Described as “unlike any museum in the world,” a train runs right in front of AMAC, thereby making in accessible. The museum is situated strategically to major cities in the country, including Washington DC. It has 26,000 Sq. feet of exhibition space located on the second floor, 4,000 Sq. feet library and research laboratory, four independent classrooms and separate children’s area, a theatre adjacent to a music gallery, a grand foyer connecting to a banquet area, tourism office and so on.

Aside from the museum in Norfolk, Virginia, the foundation plans to build another in Atlanta, Georgia where there are universities from the Southern parts of the state. “One can go to study at the museum in Atlanta, Georgia, and then from New York, Austin, Washington DC, Kentucky West Virginia, that area can use the museum in Norfolk to study and do research. It also promotes tourism, not only to the regions in the United States, but various regions and countries in the continent of Africa,” Professor James said.

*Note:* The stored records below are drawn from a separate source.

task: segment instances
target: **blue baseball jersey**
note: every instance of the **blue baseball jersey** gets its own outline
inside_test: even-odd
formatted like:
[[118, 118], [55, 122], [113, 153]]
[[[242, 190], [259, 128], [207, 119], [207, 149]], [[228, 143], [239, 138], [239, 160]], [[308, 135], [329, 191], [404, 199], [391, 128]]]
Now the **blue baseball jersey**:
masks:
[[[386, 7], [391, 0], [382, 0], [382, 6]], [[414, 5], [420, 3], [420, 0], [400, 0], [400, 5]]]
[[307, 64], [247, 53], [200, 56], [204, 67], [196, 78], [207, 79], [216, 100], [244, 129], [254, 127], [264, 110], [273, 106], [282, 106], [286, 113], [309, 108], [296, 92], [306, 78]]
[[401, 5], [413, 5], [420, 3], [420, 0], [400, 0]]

Mr. Anani who coordinates the foundation’s activities as regards Nigeria said the organisation’s visit has been fruitful in that it has visited notable stakeholders within a short period and established relationships. These include the Nigerian Export Promotion Council, the Economic Community of West African States (ECOWAS) commission and other private museums and galleries such as Thought Pyramid Arts Centre in Abuja. “The objective is to collaborate with them. The African narrative, before now, has not been passed to the world in the right way by other countries and individuals. We want to say these stories the way they are,” he said.